Aslında ilginç bir durum yok, yani aynısını Türkiye'de de görebiliriz muhtemelen. Yine de hala sokakta mobilyalar görmeye alışamadım ben, belki bizde hep "ihtiyacı olan birini bulalım", "atmayalım ziyan olmasın", "birine verelim" cümleleri çok kullanıldığı için, ya da isterseniz belediye tarafından alınıp ikinci el dükkanlarında satıldığını, ya da freecycle gibi yerlerden hemen ihtiyacı olan birini bulabileceğinizi bildiğimden kelli. Ama diyorum ya, ilginç bir şey yok, eminim İstanbul'da da birkaç saat dolansam, yine bir şeyler bulunur.
Efenim bir evde ilk gerekecek şey halıysa, hemen çıkar çıkmaz buldum. En azından yatak odasını kapladık sayın...
Hemen akabinde, yaklaşık yarım saat içinde yatağı da buldum. Peki yastıksız yatılır mı? Yatılmaz. Hiç merak etmeyin...
Yatak odamız hazır sayılır. Yine de biraz aksesuara ihtiyacımız var sanki, üzerine sürahi, çiçek falan koymalık...

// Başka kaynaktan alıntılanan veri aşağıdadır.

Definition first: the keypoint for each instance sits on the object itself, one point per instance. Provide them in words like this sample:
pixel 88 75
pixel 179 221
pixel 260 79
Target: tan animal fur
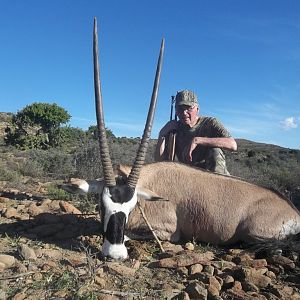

Bakalım başka ne bulabiliriz derken daha güzel bir yatak buldum. Bunu alalım biz, diğerini misafir odasına koyalım...
E tabii şimdi buna da yastık lazım. Bonus olarak bir de çocuk küveti, şimdi evde ne zaman bir bebeğin yıkanacağı belli olmaz. Kilim de iyi...
E paki misafir odasının yerleri ne olacak, hep alttan alttan geliyor soğuk burada??
O değil, mutfağa da bir şeyler lazım, en azından bir fırın falan bulabileydik iyiydi...
Bir de dolapvari bir şey yok biliyor musun? Ne yapsak ki....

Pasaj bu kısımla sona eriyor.